From Facts to Hypotheses: Joint Detection of Biomedical Relations and Epistemic Commitment Using LLMs

Proceedings of the Fifteenth Language Resources and Evaluation Conference (LREC 2026)

Abstract

Determining the factual status of biomedical statements, whether affirmed, negated, or uncertain, is essential for accurate understanding. To support research in this area, we introduce BioRelFact, a publicly available, expert-annotated dataset of 1,767 English biomedical sentences labeled with nine relation types and five levels of epistemic commitment. Using this dataset, we evaluate eight large language models (LLMs) from the GPT, Qwen, and Gemma families for joint relation extraction and epistemic classification. Among the evaluated models, GPT-OSS-20B performs best in both tasks (F1 77.3 for relation, 65.3 for commitment), followed by GPT-4o (75.9 and 60.2), while Qwen3-8B (Thinking) shows strong performance despite its smaller size (74.6 and 57.2).

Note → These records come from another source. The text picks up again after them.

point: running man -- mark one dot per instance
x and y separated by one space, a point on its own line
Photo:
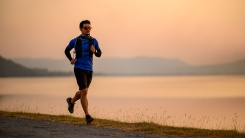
85 47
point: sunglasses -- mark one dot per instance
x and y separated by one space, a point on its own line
87 28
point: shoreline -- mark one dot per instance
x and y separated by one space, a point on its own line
141 128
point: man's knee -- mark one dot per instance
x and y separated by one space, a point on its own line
84 92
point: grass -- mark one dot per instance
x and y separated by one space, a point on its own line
142 127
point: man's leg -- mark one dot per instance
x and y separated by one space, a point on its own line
84 100
76 97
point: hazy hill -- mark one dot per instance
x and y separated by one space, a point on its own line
139 66
10 69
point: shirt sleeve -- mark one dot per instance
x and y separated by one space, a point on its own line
96 44
71 44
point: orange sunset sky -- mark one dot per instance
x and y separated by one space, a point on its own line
195 31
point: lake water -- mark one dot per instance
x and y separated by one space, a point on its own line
213 102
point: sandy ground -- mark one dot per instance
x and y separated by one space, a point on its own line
20 127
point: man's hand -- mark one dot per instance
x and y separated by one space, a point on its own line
73 61
92 48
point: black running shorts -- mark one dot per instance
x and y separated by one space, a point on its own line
83 77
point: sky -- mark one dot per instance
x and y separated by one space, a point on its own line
198 32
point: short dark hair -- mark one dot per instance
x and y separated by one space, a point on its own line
84 22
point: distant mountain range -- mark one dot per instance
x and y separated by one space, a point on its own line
138 66
9 68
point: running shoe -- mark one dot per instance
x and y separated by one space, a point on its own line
89 119
70 105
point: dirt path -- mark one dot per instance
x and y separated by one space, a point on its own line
20 127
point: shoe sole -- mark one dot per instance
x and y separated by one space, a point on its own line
67 100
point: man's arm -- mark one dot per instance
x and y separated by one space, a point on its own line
67 53
98 53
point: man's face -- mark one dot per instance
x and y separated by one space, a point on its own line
86 29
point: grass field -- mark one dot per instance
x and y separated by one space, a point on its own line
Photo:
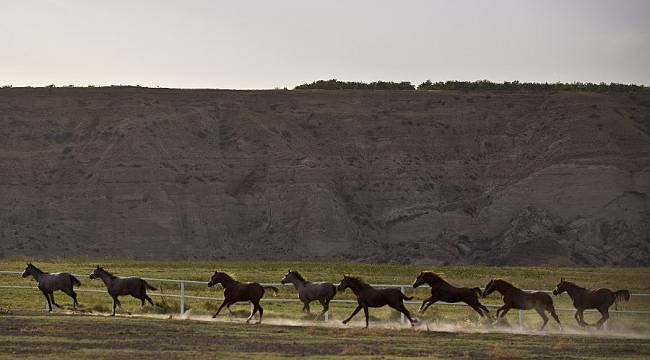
25 328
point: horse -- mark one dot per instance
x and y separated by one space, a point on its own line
583 299
515 298
117 287
308 292
235 291
441 290
368 296
49 283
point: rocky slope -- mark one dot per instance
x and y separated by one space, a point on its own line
431 177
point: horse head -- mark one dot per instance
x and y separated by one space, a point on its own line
96 273
27 272
287 278
560 288
420 279
345 283
217 278
489 288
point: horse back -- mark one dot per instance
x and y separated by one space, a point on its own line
55 281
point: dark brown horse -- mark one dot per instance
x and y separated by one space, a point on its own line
49 283
584 299
117 286
441 290
236 291
308 292
515 298
368 296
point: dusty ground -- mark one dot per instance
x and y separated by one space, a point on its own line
429 177
34 335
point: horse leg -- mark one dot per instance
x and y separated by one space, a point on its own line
365 311
115 302
220 307
544 317
49 303
54 303
261 311
73 295
582 318
326 308
424 305
605 315
429 303
555 317
353 313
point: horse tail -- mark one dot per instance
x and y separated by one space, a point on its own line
75 281
275 290
621 295
146 285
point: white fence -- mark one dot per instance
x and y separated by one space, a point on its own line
182 296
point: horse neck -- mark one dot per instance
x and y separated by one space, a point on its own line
106 277
228 282
433 282
506 288
36 273
575 291
358 286
298 284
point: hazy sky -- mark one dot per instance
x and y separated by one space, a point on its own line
266 44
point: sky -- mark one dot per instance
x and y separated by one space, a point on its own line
264 44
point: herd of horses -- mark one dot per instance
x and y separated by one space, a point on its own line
367 295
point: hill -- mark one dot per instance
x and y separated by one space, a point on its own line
496 177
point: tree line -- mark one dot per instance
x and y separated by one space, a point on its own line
334 84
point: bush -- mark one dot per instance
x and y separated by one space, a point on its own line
518 86
334 84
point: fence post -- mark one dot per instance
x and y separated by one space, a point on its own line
401 315
182 298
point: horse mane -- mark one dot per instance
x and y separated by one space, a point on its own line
507 284
574 285
35 268
436 277
357 280
298 276
108 273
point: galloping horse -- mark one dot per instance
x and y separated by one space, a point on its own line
308 292
236 291
441 290
117 286
515 298
583 299
49 283
368 296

Domain adaptation has mixed effects: relative to their general-purpose counterparts, MedGemma-27B improves (+3.6 F1 for relation, +4.4 for factuality), whereas Qwen2.5-Aloe-Beta-7B declines (–4.3 and –3.5, respectively). Moreover, definition-based few-shot prompts consistently yield the best results for most models, and an explorative analysis of prediction errors suggests which specific linguistic features may drive model confusions.